I have caught myself several times this week muttering expletives under my breath when someone shoves me aside to get on the bus first or runs a red light and clips my guitar case as I jump back onto the kerb.  When did I become this impatient old crank and how far will it go?  My friends have been leaking bad language, sneering and frowning and growling more than usual.  Is it the humidity?  The Republicans? When does cynicism become malevolence?  In an election year when name-calling and one-downmanhip seem to be the standards of our leadership?

Wasn't there a 'luxury tax' in our old Monopoly games?  We paid it, if the dice brought us there; we went to jail and paid our fines.  We paid extra for houses and hotels on expensive blocks, as I recall.  Have they changed the game to parallel the Bush-era tax cuts?  Not that I know, but I no longer care about games.  After a brief 1981 flirtation with Space Invaders I checked out.  I hate computer games and God knows I still don't have a cell phone.

But some nights I feel I am a stranger in a strange land.  I don't 'fit in' the way I used to... I am eavesdropping more than participating, but in a way I am mentally participating while my fellow urban occupants seem to be mutually eavesdropping.  I see things in three dimensions--- not just as they are, but with their history, framed by time-shadows of meaning.  My life is vintage now-- which for me doesn't mean just aged, but suffused with long-simmered flavor.

I watched an episode of Gallery Girls.  Yes, I confess... okay, I was writing and multi-tasking while I watched--- there was not nearly enough 'meat' to warrant just sitting there-- but there it was, unlike any version of the actual art world I have known, but like most reality TV, styled and watered down with some kind of Kool-Aid-like silly additive.

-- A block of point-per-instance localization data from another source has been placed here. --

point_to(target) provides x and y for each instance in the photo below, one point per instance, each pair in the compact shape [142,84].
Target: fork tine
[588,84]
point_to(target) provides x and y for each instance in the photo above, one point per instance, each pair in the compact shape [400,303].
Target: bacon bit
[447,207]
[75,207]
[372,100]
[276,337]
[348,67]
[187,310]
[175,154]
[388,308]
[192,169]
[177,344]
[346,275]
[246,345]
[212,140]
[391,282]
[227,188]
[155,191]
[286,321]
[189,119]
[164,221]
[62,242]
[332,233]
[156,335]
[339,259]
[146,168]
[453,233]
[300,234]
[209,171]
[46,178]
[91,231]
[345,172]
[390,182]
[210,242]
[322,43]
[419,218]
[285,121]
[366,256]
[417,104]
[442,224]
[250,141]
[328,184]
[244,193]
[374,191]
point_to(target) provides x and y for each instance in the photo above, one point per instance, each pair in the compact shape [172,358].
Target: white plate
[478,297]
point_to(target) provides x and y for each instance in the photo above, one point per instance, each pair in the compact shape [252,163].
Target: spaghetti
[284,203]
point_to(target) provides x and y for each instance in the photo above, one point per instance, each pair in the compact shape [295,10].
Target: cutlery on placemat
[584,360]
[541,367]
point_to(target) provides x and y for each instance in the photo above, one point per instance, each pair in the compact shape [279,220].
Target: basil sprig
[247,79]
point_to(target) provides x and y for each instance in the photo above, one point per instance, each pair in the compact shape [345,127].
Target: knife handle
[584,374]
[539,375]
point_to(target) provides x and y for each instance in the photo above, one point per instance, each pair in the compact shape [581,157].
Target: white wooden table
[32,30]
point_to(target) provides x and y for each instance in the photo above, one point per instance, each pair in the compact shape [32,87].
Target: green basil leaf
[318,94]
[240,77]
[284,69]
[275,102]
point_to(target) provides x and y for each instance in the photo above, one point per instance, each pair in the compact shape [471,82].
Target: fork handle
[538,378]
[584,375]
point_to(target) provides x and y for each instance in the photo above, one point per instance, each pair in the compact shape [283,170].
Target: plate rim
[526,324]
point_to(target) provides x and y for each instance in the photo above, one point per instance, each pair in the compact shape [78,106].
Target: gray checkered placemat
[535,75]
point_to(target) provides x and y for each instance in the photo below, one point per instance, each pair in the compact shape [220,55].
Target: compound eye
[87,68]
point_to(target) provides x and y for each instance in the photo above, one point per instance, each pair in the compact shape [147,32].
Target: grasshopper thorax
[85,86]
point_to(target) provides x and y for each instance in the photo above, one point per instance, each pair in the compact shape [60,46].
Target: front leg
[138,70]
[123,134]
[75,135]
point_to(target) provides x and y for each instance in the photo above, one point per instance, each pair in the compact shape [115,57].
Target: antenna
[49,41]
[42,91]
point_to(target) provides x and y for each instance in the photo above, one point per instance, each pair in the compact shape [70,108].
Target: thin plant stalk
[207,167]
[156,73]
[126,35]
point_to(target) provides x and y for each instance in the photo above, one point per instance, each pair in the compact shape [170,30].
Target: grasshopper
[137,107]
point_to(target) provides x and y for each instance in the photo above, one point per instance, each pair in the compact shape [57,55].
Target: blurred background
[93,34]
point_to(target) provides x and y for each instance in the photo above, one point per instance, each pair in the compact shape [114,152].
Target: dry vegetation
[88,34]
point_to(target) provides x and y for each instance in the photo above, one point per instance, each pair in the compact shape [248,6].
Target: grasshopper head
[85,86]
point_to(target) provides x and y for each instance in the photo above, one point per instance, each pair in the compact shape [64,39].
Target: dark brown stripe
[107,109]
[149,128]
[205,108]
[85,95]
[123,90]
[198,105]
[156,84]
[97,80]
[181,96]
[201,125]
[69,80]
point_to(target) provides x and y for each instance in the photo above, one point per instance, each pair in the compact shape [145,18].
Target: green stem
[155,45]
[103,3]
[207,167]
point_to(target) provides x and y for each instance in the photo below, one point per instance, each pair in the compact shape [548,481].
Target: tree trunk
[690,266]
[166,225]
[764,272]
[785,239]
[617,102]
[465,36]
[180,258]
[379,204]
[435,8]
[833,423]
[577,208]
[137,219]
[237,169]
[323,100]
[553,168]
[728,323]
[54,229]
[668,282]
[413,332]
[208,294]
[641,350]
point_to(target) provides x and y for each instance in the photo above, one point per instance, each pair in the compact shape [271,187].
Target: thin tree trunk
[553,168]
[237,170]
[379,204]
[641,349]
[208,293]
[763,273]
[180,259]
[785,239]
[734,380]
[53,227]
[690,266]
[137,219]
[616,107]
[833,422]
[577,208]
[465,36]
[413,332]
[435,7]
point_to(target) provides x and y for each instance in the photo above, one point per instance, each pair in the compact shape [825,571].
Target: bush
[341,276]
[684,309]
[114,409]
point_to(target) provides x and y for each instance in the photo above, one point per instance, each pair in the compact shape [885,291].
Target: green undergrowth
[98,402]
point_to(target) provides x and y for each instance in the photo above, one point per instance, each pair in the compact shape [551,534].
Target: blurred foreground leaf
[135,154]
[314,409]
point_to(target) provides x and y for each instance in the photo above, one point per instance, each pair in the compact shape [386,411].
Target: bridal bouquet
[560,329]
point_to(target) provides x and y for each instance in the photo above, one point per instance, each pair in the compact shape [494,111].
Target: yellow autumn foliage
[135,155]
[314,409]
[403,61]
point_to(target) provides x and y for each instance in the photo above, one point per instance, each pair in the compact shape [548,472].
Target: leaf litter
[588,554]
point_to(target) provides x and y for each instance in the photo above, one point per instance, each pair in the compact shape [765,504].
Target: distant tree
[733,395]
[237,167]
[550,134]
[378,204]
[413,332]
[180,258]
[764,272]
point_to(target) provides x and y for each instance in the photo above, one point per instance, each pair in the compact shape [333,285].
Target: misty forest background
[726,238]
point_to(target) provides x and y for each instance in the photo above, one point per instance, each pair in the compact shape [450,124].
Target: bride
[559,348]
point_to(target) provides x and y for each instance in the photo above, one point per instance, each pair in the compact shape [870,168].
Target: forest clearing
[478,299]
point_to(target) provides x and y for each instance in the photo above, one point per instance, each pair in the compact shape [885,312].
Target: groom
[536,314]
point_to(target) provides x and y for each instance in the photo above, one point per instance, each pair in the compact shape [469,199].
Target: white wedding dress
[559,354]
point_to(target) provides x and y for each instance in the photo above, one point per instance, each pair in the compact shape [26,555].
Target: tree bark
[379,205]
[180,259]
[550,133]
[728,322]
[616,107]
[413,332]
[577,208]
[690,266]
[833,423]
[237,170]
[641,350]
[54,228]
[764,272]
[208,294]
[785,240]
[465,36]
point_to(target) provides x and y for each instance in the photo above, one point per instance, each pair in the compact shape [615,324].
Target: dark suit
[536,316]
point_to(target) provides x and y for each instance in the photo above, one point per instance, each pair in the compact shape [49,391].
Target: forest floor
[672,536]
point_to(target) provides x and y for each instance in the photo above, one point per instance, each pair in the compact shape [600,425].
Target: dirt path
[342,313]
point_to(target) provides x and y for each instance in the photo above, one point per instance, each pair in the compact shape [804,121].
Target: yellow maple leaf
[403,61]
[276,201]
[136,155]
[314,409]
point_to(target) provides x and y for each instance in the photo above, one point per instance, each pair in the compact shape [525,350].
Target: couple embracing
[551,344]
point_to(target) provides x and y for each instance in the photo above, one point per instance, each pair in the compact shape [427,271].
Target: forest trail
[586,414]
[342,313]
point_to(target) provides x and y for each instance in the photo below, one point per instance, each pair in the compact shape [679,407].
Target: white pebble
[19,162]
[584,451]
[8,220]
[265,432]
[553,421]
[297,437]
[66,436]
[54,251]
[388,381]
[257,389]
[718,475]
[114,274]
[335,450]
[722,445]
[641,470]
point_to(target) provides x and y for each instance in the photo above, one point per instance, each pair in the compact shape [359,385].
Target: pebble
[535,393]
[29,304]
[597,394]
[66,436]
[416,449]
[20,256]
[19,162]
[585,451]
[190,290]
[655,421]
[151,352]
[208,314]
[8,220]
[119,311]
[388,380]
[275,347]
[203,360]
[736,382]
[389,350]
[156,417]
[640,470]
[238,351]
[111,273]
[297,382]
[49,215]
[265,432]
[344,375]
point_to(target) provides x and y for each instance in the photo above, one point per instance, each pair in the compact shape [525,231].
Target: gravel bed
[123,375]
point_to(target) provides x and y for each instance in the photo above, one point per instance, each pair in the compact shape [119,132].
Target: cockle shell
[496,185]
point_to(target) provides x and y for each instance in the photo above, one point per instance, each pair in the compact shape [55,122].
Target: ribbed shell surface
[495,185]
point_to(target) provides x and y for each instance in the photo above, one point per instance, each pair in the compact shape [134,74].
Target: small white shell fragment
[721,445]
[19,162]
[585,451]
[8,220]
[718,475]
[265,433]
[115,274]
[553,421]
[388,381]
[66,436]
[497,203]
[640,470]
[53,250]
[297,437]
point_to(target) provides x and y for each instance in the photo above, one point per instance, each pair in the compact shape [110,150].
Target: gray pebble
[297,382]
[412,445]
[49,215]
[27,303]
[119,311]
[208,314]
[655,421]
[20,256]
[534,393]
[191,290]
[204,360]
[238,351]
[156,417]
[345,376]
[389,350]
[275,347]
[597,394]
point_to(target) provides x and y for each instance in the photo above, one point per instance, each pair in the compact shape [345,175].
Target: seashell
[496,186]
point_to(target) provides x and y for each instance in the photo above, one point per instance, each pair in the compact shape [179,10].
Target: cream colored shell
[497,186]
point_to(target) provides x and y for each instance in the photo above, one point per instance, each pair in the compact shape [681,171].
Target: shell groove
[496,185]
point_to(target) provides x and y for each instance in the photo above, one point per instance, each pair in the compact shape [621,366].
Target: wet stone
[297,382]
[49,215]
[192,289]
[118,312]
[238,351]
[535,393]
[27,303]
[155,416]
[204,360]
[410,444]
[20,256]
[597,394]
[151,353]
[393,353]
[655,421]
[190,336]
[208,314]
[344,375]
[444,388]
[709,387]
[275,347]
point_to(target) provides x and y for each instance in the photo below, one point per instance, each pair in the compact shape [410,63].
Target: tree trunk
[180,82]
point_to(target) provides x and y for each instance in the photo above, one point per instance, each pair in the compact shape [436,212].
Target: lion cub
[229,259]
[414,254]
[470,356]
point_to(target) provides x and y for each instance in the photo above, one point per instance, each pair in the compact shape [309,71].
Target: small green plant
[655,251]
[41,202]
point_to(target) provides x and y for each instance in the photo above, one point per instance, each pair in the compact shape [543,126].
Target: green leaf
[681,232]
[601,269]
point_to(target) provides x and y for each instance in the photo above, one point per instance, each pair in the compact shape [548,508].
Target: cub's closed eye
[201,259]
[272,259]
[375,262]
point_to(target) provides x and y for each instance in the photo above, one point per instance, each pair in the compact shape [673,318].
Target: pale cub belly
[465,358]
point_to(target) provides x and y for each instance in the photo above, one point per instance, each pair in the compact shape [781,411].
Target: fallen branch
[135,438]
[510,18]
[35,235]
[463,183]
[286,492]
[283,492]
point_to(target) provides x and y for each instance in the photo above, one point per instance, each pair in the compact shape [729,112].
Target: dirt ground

But Jane Holzer was there, looking substantial and vintage-y, and a little kind.  She was always kind, I think.  And I suppose Bravo shows are a viable variation of Warhol-lite.  Andy might have approved.
At 6 AM after a night of musical drama (I mean the kind that happens among band members), I turned on a TCM film called 'Pressure Point'-- one of those low-budget black and white tough early 60's pieces that resemble theatre more than cinema.  The direction was sparse and brilliant, the acting was breathtaking and razor-sharp.  Bobby Darin--- wasn't he a pop-star? He was like verbal spitfire, and Sidney Poitier's portrayal of a prison psychiatrist treating a bigoted Nazi psychotic prisoner-- was not just heroic but godlike.  There was a story, with political 'weight'... and there was a soliloquy.  There was passion and meaning and a message.  So what happened to our culture?  And why are these micro-talents on TV and in music and film so massively wealthy and poorly iconic to our under-informed young people?

I suppose if one is brought up on an exclusive diet of boxed breakfast cereal, Rice Krispies begins to resemble a healthy choice.  Watching Bill Clinton speak tonight, I grew nostalgic for the 1990's.  Jesus, next to the lame pickings at the conventions (Michelle Obama aside--- you are a sister!), he was oratorial and convincing.  I'd follow the guy to any local bar not to mention the polling booth.  I do like Obama, but liking the man and putting him at the helm of a 300,000,000 passenger ship are different.  And Romney--- this guy couldn't get himself on a decent ballot in any past but now, with the lack of viable competition, he's a contender.  A Mormon president.  Who's next?  Tom Cruise?  These are dangerous thoughts.

Has anyone read Paul Krugman's column this week?  The question should be 'has EVERYONE' read this?  Are people informed at all?  Are they listening and/or thinking or just chilling and watching another political reality show?   Because the lack of enthusiasm is contagious.  Thank the south for Bill Clinton tonight... he had a little of last night's Poitier passion and he got the crowd on their feet.  But will anyone get this country on its feet?  Are we too lazy to stand up and walk, to do more than hit the remote buttons a few times... ?   Of course I love Tom Petty but is this song really the energizing anthem we need?  Am I willing to give something up for my political cause?  Do I have anything left to give?  Is there anyone out there or is it all just television?

My first really vivid Presidential memory was of course Kennedy.  In that era we needed to see family portraits and outings; there was serious dealmaking going on behind the scenes-- international manipulations and villainous politicos.  There was sex and bourbon and blood and foreign intrigue.
Now we don't need to see nice family footage.  We need some rolled up sleeves and some tough talk and bone-breaking conviction and some fight.  Not nasty quips and accusatory twitters and assinine exaggerations about fish-catching and marathon running.  I feel like people are placing bets rather than voting their beliefs.  Is this an election or a Superbowl?  I'd hate to base the outcome on the ratings, but I'll wager the football audience exceeds the voter count. Come on, my fellow Democrats... let's play some Offense before it's too late.